CANBERRA, April 15 (Xinhua) -- More than 20 percent of Australian children have gone hungry in the last 12 months, according to a report.
The survey of 1,000 parents, released by Foodbank on Sunday, found that 22 percent of Australian children under the age of 15 live in a household that has run out of food at some point in the past 12 months.
It also found that one in five children went to school without eating breakfast at least once a week and one in 10 went a whole day without eating anything at least once a week.
"I think that's a very sad indictment on us as a society," Dave McNamara, CEO of Foodbank Victoria, told the Australian Broadcasting Corporation (ABC) on Sunday.
"The most vulnerable in our community - our children, our future - are suffering and I don't think that's right, I don't think anyone thinks that's right."
Children are more likely to go without food than adults, the survey found, but 29 percent of parents said they went without food for a whole day at least once per week so their children could eat.
"Some kids were eating paper. Their parents had told them 'There's not enough food, if you get hungry you'll need to chew paper,'" McNamara said.
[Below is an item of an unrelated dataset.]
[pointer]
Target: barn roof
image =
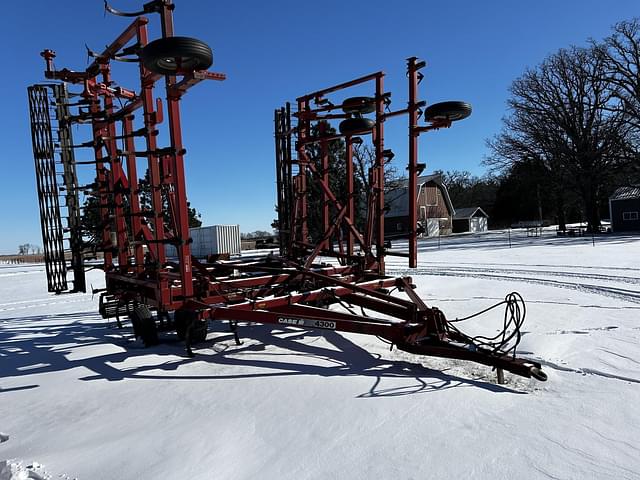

"No-one's spared. It's not people on the street; it's people in your street. It's in every community across Australia."
The report identified the cost of living as the main reason that parents were struggling to feed their children.
"We need to look housing affordability... utility costs, we need to look at private health care, we need to look at minimum wage: what's not just a minimum wage, but a liveable wage," McNamara said.
"Then on the other side of things we need to help the families who are currently suffering through this issue, so that means that the welfare sector needs to be properly resourced."